- Title card
- Directed by: Keyaar
- Written by: Prasanna Kumar (dialogues)
- Screenplay by: Keyaar
- Story by: E. V. V. Satyanarayana
- Produced by: V. Saibabu T. Usharaaz C. H. Shekhar S. Parthasarathy
- Starring: Ramki; Suresh; Khushbu;
- Cinematography: B. Logesh
- Edited by: R. T. Annadurai
- Music by: Raj Vidyasagar
- Production company: Perumal Productions
- Release date: 10 April 1997;
- Running time: 130 minutes
- Country: India
- Language: Tamil

= Thaali Pudhusu =

Thaali Pudhusu is a 1997 Indian Tamil-language drama film, directed by Keyaar, starring Ramki, Suresh and Khushbu. It was released on 10 April 1997.

==Plot==
Arun falls in love at first sight with a bank cashier Seetha. Arun begins to follow her everywhere. Seetha refuses his love and tells him her past.

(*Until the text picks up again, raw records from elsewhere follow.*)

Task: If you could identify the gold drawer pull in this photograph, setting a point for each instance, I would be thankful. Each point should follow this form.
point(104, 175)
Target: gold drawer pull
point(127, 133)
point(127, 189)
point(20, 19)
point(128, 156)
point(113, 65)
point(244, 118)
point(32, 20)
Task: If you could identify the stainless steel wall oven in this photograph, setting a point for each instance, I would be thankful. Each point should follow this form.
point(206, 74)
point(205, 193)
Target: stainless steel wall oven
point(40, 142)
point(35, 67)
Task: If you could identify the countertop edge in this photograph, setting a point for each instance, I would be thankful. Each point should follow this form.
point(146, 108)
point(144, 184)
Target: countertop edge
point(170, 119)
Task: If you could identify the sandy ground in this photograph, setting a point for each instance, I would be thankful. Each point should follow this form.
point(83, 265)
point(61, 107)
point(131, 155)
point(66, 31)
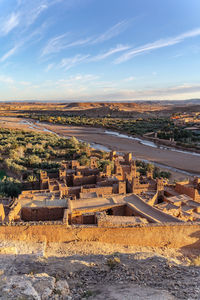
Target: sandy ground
point(182, 161)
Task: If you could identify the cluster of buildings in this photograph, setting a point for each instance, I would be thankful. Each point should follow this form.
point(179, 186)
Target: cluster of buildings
point(117, 196)
point(185, 118)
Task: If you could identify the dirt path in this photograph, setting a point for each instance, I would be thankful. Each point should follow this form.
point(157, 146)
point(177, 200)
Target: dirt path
point(148, 211)
point(182, 161)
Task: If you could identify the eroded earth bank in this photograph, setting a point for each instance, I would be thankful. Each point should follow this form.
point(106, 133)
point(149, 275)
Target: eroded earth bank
point(96, 271)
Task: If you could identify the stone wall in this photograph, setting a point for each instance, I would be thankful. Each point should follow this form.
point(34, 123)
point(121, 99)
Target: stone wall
point(42, 213)
point(188, 190)
point(144, 235)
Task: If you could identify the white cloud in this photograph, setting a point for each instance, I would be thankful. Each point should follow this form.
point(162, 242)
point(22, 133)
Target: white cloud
point(117, 49)
point(68, 63)
point(10, 23)
point(61, 42)
point(9, 53)
point(111, 32)
point(6, 79)
point(131, 78)
point(49, 67)
point(157, 45)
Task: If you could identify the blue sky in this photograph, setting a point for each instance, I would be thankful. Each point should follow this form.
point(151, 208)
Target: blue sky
point(99, 49)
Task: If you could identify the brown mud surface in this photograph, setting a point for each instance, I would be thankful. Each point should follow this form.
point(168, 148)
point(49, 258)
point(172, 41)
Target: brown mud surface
point(183, 161)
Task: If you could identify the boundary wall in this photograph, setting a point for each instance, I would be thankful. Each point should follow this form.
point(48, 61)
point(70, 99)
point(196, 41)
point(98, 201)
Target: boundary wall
point(170, 235)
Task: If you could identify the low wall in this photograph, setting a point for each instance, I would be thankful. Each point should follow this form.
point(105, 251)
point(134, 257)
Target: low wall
point(165, 235)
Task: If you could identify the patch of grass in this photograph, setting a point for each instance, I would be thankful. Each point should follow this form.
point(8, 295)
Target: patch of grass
point(113, 262)
point(196, 261)
point(2, 174)
point(57, 292)
point(88, 294)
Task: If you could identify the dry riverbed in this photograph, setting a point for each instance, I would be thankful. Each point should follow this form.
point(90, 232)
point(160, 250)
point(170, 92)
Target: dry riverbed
point(182, 161)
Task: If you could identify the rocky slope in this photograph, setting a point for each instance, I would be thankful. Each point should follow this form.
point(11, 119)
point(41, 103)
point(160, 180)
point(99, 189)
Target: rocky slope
point(93, 271)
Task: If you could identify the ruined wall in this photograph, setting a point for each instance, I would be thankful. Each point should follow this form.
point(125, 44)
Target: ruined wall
point(183, 189)
point(2, 213)
point(80, 180)
point(42, 214)
point(152, 236)
point(106, 190)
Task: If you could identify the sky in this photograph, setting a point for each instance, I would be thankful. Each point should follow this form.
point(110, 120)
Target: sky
point(99, 50)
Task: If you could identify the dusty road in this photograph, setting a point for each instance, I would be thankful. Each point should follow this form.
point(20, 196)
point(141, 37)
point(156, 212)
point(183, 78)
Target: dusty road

In the past, Seetha was from a middle-class family. Seetha's brother-in-law was a jobless son-in-law and lived with them. Balu was a bank manager and falls in love with Seetha. Mani, Balu's father, a miser, looked for a rich daughter-in-law. Finally, Balu married Seetha and the same day, Balu died in a crossfire. So Mani refused to keep Seetha in his house. Later, without money, Mani begged Seetha to come with him and she took her late husband's job. Seetha's brother-in-law took his wife's thaali and tied the thaali to Seetha. She immediately removed the thaali.

Arun decides to marry her despite her past. The court cancels the marriage between Seetha and her brother-in-law. Seetha's sister beats her husband in the spinal cord to save Seetha's marriage. In the end, Arun and Seetha get married.

== Soundtrack ==
The music was composed by Vidyasagar and Raj and lyrics were written by Vaasan. The soundtrack, released in 1997, has five tracks but the film featured only two tracks.

| Song | Singer(s) | Duration |
| "Putham Pudhu" | Mano, Swarnalatha, Sunitha | 4:57 |
| "Sirage Illatha Poonkuruvi" | Harish Raghavendra, Sujatha Mohan | 5:07 |
| "Pournami Velayile" | Mano, Swarnalatha |  |
| Kaadhal Vizha | Mano, Swarnalatha |  |
| Mottu Thirakkum | Mano, Sunitha |

==Reception==
The film was not released theatrically in Malaysia, only via home video. K. N. Vijiyan from New Straits Times appreciated it for its story, cast performances and direction. He named it the sixth best Tamil film of 1997. The film failed at box-office.